Richard manages one of our main solvent mixing lines. He starts each shift by checking acetone levels, pressure readings, and vent flow, knowing a day’s productivity relies on solvent quality and equipment safety. He runs density and residue checks himself, recalling times when an unusual odor signaled a contamination risk, prompting immediate action to retest the tanker. On the rare occasion that a piped acetone batch picks up moisture, his team quickly isolates the lot and notifies lab technicians for evaluation.
He shares that newer workers often ask, “Why not just use alcohol or another solvent?” Richard’s answer stems from years of experience: acetone’s speed, strength, and clean evaporation beat most alternatives, saving hours in cleaning and preparation. Its familiar smell signals productivity and reliability, shaping his routine in both small- and large-scale cleaning cycles.
As industries shift toward sustainability and greener chemistries, acetone’s future includes new hybrid solvents, advanced separation technologies, and possible bio-based production. We’ve begun adapting our plant design for bio-acetone routes using renewable feedstocks, aiming to reduce total carbon footprint and serve clients in the circular economy. Supplier development teams now ask about green certification and closed-loop recovery. End users want transparency about production origins, lifecycle impacts, and waste minimization steps.
Automation and remote sensing already enhance our control of acetone handling and delivery. By integrating sensors and process analytics, staff catch leaks or losses early, keeping overall usage below industry norms. Customer audits grow more detailed every year. Delivering complaint-free product under strict regulatory and quality regimes tests our agility and experience in ways that spreadsheets alone can’t capture.
Making acetone every day puts us in touch with countless users who trust its consistency, versatility, and economy in a world of complex challenges. While it’s tempting to treat solvents as commodities, actual experience shows that purity, logistics, and know-how matter more than a label or a datasheet.
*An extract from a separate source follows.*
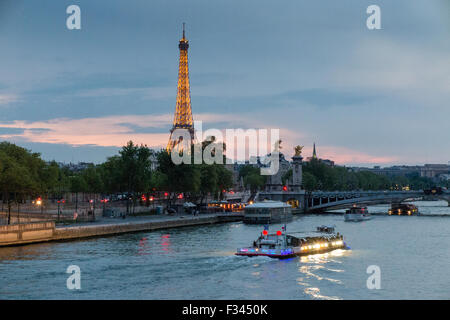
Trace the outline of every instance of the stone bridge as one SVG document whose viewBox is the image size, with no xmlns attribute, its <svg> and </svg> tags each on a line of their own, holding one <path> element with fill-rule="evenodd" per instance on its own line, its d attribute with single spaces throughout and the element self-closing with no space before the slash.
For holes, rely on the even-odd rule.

Our long-term relationships with customers from top-10 industrial conglomerates to prototype labs reinforce the lessons we learn from every drum: attention to detail, willingness to listen, and ongoing investment in quality pay back in reliability, safety, and customer loyalty.
Acetone will continue to be essential for cleaning, formulating, and synthesizing materials in ever-more-demanding industries. The lessons we’ve gained as manufacturers, from refining production lines to collaborating with safety, environmental, and logistics teams, help us deliver a solvent that holds up under real-world scrutiny and evolving standards. From bulk tanker orders to precision laboratory vials, our acetone stands as a practical, reliable answer to the pressing needs of modern manufacturing.